Bahar geldi seninle birlikte ve ben hayatimin “ilk” lerini yasadim seninle… abla olmayi ogrendim, paylasmayi ogrendim, kardes sevgisinin ne demek oldugunu ogrendim…
Minicik masum bir bebektin 16 yil sonra gelen… Heyecan ve merakla beklenen, hayatimizi degistiren, cok sevilen ve sevgiyle buyutulen…
Daha kirk gunlukken, evin ici insan dolu oldugu icin, ve benim ertesi gun sinavim varken sen uyumamakta israr ettigin icin benden fizik dersi dinleyerek uykuya daliyorsun ancak… Sanirim odur gercek sebebi bugun fizigi bu kadar cok sevmenin :)

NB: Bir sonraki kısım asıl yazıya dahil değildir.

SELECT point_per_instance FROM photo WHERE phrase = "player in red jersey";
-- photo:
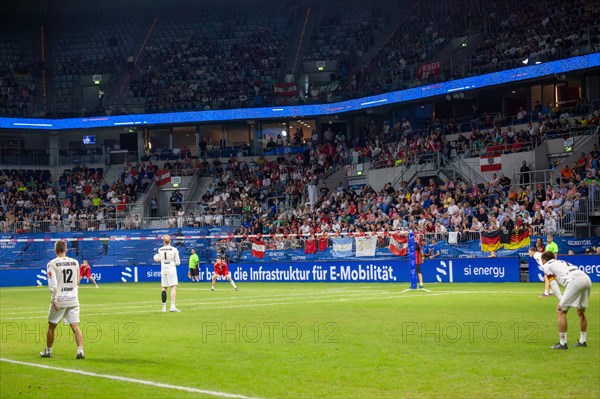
(221, 269)
(86, 271)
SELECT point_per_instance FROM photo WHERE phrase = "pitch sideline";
(130, 380)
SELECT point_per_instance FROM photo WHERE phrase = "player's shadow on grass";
(121, 361)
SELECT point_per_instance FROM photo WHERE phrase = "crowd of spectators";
(511, 34)
(200, 60)
(17, 85)
(451, 210)
(78, 200)
(562, 30)
(204, 62)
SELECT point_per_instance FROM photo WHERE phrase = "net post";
(412, 260)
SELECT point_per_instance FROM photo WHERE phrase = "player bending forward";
(577, 292)
(221, 269)
(63, 281)
(86, 271)
(169, 260)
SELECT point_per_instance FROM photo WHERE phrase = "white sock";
(563, 338)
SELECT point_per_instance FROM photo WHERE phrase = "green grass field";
(303, 341)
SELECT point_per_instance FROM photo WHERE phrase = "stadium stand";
(173, 68)
(208, 60)
(17, 81)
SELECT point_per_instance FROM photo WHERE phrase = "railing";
(218, 220)
(543, 176)
(461, 168)
(60, 226)
(594, 198)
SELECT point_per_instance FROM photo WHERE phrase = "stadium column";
(412, 260)
(53, 146)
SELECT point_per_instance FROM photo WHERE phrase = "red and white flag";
(258, 248)
(310, 246)
(398, 245)
(286, 89)
(490, 163)
(163, 177)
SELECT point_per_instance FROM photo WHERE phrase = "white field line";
(156, 309)
(216, 301)
(263, 295)
(267, 301)
(128, 380)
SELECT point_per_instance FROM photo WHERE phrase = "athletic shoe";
(559, 346)
(45, 353)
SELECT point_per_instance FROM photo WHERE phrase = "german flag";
(490, 241)
(518, 239)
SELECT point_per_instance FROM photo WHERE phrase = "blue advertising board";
(590, 264)
(497, 270)
(416, 93)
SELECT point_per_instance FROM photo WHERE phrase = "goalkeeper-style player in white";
(577, 285)
(63, 282)
(169, 260)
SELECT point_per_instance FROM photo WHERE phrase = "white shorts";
(169, 278)
(70, 314)
(577, 294)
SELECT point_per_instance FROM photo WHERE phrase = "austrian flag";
(163, 177)
(398, 245)
(285, 89)
(258, 248)
(490, 163)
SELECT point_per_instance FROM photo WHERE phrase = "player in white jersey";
(577, 285)
(63, 282)
(549, 286)
(169, 260)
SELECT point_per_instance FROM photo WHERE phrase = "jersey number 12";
(67, 276)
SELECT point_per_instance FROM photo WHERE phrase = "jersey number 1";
(67, 276)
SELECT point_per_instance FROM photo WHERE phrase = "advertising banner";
(497, 270)
(590, 264)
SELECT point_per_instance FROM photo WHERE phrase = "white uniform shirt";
(169, 258)
(63, 281)
(563, 272)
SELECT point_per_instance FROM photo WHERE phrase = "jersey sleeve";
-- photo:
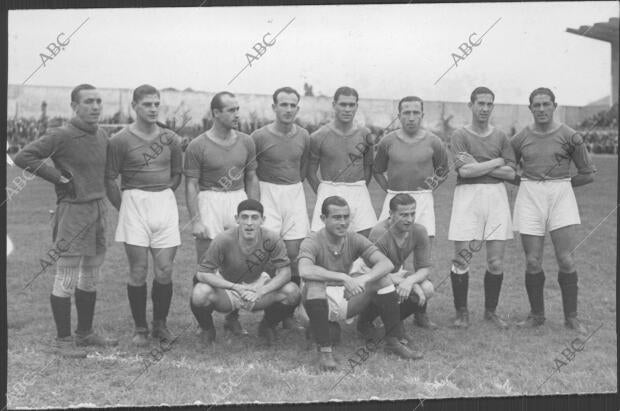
(114, 158)
(579, 154)
(381, 159)
(421, 249)
(32, 157)
(508, 153)
(191, 166)
(250, 162)
(315, 146)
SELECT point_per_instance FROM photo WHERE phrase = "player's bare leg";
(292, 250)
(137, 291)
(161, 292)
(534, 279)
(459, 276)
(562, 239)
(493, 281)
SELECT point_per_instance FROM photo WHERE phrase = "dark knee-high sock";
(276, 312)
(369, 313)
(390, 312)
(203, 315)
(137, 304)
(535, 286)
(318, 313)
(161, 295)
(61, 310)
(460, 286)
(492, 287)
(568, 285)
(85, 305)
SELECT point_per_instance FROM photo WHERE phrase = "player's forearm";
(419, 276)
(283, 276)
(311, 272)
(191, 197)
(470, 170)
(175, 181)
(381, 180)
(113, 193)
(504, 172)
(214, 280)
(581, 179)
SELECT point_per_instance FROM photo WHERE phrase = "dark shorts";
(78, 229)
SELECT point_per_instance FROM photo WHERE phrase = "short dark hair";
(144, 90)
(346, 91)
(480, 90)
(251, 205)
(401, 199)
(216, 101)
(75, 93)
(410, 98)
(332, 200)
(287, 90)
(542, 90)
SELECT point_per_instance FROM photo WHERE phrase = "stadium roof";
(607, 31)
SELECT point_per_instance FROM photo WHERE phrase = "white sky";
(383, 51)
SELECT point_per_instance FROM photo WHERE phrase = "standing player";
(546, 202)
(411, 156)
(331, 294)
(344, 152)
(399, 238)
(150, 161)
(220, 172)
(78, 151)
(282, 150)
(484, 159)
(231, 275)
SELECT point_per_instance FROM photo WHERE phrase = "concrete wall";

Ve bir baska gun, pisik oldun diye kiyamadigim icin bezini baglamayan beni cezalandirircasina ustume cisini yapiveriyorsun :)
O miniminnacik suratin heryanini opucuklerle doldurup uyutmaya alistirdigim icin opulmeden uyuyamiyorsun, deli ediyorsun annemi, ve seni opmeyi akil ettiginde gozlerini kapayip ruyalara daliyorsun kadini atomu parcalamis kadar mutlu ediyorsun…
Evdeki tuyden horozdan deliler gibi korkuyorsun…
Diger bebeklerin aksine emeklemiyor yuvarlaniyorsun evin icinde…
Salondaki parkenin uzerinde yuzme ogreniyorsun :)
Hindistan cevizi tozunun posetini parcalayip tum hindistan cevizlerini basindan asagi kahkahalar esliginde yagdiriyorsun… Sonrasinda ise bukle bukle saclarinin icinden bir hafta hindistan cevizi parcalari ayikliyoruz, buram buram hindistan cevizi kokuyorsun…
Yerde yuruyen bocegi bir saplakta bayiltip isik hiziyla agzina atiyorsun, ben yetisene kadar da yarisini sindirime gondermis oluyorsun…
Minicik bir cocukken flutun icine doldurdugun bezelyelerle konusup annemi korkutuyorsun… Uzerine birde benden ogrendigin borazan ciceklerini anneme anlatip, gelmeden kulagima fisildamislardi benim diye kandirip kadinin ciddi ciddi tirsmasina sebebiyet verebiliyorsun :)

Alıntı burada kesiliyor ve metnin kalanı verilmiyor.